1925 - H.O. Bell Garage - Missoula, MT
Posted by: Groundspeak Premium Member BK-Hunters
N 46° 51.962 W 113° 59.907
12T E 271478 N 5194642
Quick Description: On the south side of West Fourth Street a half block west of Higgins Avenue, this is one of the minority of commercial buildings which contribute to the Missoula Southside Historic District.
Location: Montana, United States
Date Posted: 3/2/2015 10:51:54 PM
Waymark Code: WMNF0E
Published By: Groundspeak Premium Member saopaulo1
Views: 0

Long Description:
The H.O. (Harry Oscar) Bell Garage, the first Ford dealership in Missoula, was opened by Bell in 1915 with a $30,000 dollar loan and an equal amount of credit. Harry owned the business for the next 55 years. It would have been Harry who built this garage in 1925 when the dealership expanded and required larger premises.

No longer a Ford dealership, the "127" address is occupied by Kent Bros. Automotive, who do auto repairs, while the "115" address is occupied by "GCS" (Geographic Communication Systems), A Geoanalytics Company.

Harry Oscar Bell 'H.O.'

Who was Harry "H.O." Bell?
Harry Oscar "H.O." Bell may have only had a fifth grade education but he built an empire from good old hard work and resourcefulness. H.O. Bell owned and operated the first Ford car dealership in Missoula. He was an avid aviation enthusiast and played a principle role in the development of the Missoula airport. He was a race car driver, mechanic, inventor, and rancher.

Bought the first Ford car dealership in Missoula in 1915. In 1929 he opened the first modern sales and service building on South Higgins Avenue.

• 1899. Harry’s Uncle Daniel Mullett bought the first car in that part of the country – a Milwaukee Steamer. This laid the foundation for Harry’s love for automobiles and his future destiny. He would take the car, and future cars, apart then put them back together again and drive them around the country roads.

• 1901. Fascinated by a Winton automobile owned by his uncle, Harry went to the Indianapolis agency where it was purchased and sought employment.

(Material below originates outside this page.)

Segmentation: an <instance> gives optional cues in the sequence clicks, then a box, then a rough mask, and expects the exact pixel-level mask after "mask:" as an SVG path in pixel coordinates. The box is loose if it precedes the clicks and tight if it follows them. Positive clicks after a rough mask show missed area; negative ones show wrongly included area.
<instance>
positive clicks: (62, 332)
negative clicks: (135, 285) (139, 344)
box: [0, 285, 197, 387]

He was hired at a dollar a day and remained working for the Carl Fisher Automobile Company for five years.

• 1901-1906. Harry spent these years tearing apart and re-building the many race cars owned by Carl Fisher. (Carl Fisher eventually built the Indianapolis Speedway and Miami Beach Florida Speedway.) Long distance auto racing was thought to be the ‘way of the future’ and was used to gain insight into improvements in design and construction of automobiles. Through Harry’s experimenting, he successfully invented a safety plug used in acetylene tanks to illuminate early headlights.

• 1904-1905. Harry traveled the race car circuit throughout the Midwest as Carl Fisher’s mechanic. At one point, Harry was the relief driver for Jap Clemmons who was driving at a National.

• 1906. His love of fishing brought him west to Spokane, Washington. His friend, Lou A Rose, had an uncle in the car business in Spokane who offered a line of credit to the boys to open a new store. The business closed after one year. Other ventures were tried but also failed.

• 1909. Hired by Jack Stoner who owned the Stoddard-Dayton Reo dealership. Harry did most of his racing at this time. Harry won the Wemme Trophy race in Portland, Oregon driving a Studebaker at 56 mph for 100 miles on a dirt track with dirt 4-5 inches deep in spots. The 14 mile course had 4 right angle turns and one S turn every 14 miles.p> • 1910. Harry ventured back East. He had his first balloon ride over Indianapolis but due to lack of wind, three hours later they were only 40 miles from their take-off point and had to wait for a motorist below to grab the drag rope and tie it to a tree to let them down.

• 1912. Became a wholesale manager traveling Washington, Idaho, and Montana, establishing new dealerships.

• Note. There were no show rooms in the early years of car sales, only garages. Everything but the body of the car was considered an accessory and cost extra such as the lights, windshield, and tops. Early car owners didn’t care about style but performance was the key. Gas tanks were located under one of the seats. Automobiles brought issues needing the City of Missoula’s attention such as:
• 1906. Ordinance limiting the speed of an auto to eight miles per hour and required to stop if frightening the horses.
• 1907. Ordinance requiring two lights in front and one in back of every auto.

• 1915. Harry was offered financing to open the Ford dealership in Missoula. $30,000 in cash and an equal amount of credit was provided by his boss, under the terms of a contract written by the 30-year-old Bell.
He owned this business for 55 years.